In a recent trading update, B&M reported a 0.6% decline in like-for-like sales in the UK for the crucial three-month period ending December 27, which includes the Christmas season. The company revised its full-year profit forecast to a range of £440 million to £475 million, down from the previous guidance of £470 million to £520 million. This adjustment reflects a substantial decrease from the £620 million profit recorded in the previous financial year ending March 29.
Apart from market pressures, B&M faced challenges last October due to an accounting error that resulted in an additional £7 million in overseas freight costs going unaccounted for. Tjeerd Jegen, the newly appointed CEO, emphasized the company’s commitment to investing in clearing discontinued product lines and adjusting pricing strategies for long-term growth, despite the short-term impact on financial performance.
In other news, Waterstones reported a slight increase in annual profits, attributing this success to effective cost management strategies amid rising labor-related expenses. The retailer, with 316 stores and a recent expansion adding seven more outlets, saw profits rise to £49.7 million from £45.6 million in the previous year, with turnover increasing from £528.3 million to £565.6 million.
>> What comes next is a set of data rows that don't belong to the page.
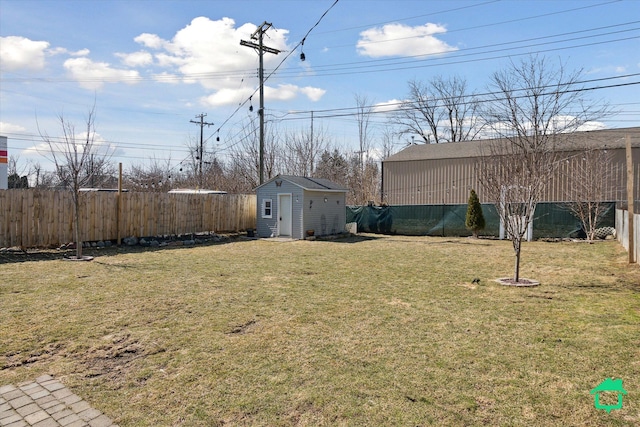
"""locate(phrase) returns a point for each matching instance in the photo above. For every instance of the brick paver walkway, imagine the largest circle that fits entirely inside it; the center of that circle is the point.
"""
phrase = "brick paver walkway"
(45, 402)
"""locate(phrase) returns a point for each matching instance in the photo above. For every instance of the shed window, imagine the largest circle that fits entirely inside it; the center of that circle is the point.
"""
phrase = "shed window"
(266, 208)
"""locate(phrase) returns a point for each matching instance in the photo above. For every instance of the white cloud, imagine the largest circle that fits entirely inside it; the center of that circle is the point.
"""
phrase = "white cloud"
(93, 75)
(402, 40)
(389, 106)
(18, 53)
(591, 126)
(149, 40)
(313, 93)
(136, 59)
(64, 51)
(284, 92)
(209, 53)
(6, 128)
(226, 96)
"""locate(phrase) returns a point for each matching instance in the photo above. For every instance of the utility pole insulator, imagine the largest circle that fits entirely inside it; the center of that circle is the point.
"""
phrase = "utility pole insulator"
(261, 48)
(202, 124)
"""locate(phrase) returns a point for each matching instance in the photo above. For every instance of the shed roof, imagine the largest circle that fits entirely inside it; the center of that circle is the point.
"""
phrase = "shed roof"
(309, 184)
(609, 138)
Notably, the company’s focus on margin improvement and cost control helped offset the impact of higher payroll costs due to national living wage increases.
Looking ahead, experts predict that HMRC’s annual tax revenue could exceed £1 trillion for the first time, driven by factors such as increased National Insurance Contributions and fiscal adjustments related to wage inflation. As the tax deadline approaches, individuals rush to file self-assessment returns, contributing to the expected rise in tax receipts for the government.
In the retail sector, McDonald’s faced backlash as customers expressed outrage over the price of a hash brown reaching nearly £2 in some locations. The company clarified that franchisees set prices independently, emphasizing their commitment to providing quality dining experiences at reasonable prices.
Additionally, a new UK bank, now rebranded as This Bank, has launched with competitive savings products, including an easy-access account offering 3.82% interest. The bank also offers fixed-term savings accounts with attractive rates to attract customers seeking higher returns on their deposits.
Finally, Wetherspoons’ founder voiced concerns over the tax disparity between pubs and supermarkets, highlighting the ongoing challenges faced by the hospitality sector. As the government prepares to unveil relief measures for pubs, industry leaders stress the need for support to address competitive pressures from retail giants.
The Black Sheep Brewery has been acquired in a £4.5 million deal, securing 145 jobs and paving the way for a new venture under the Great British Drinks Company. The acquisition aims to preserve the distinctiveness of each brewery’s brands while driving future growth and investment in the brewing industry.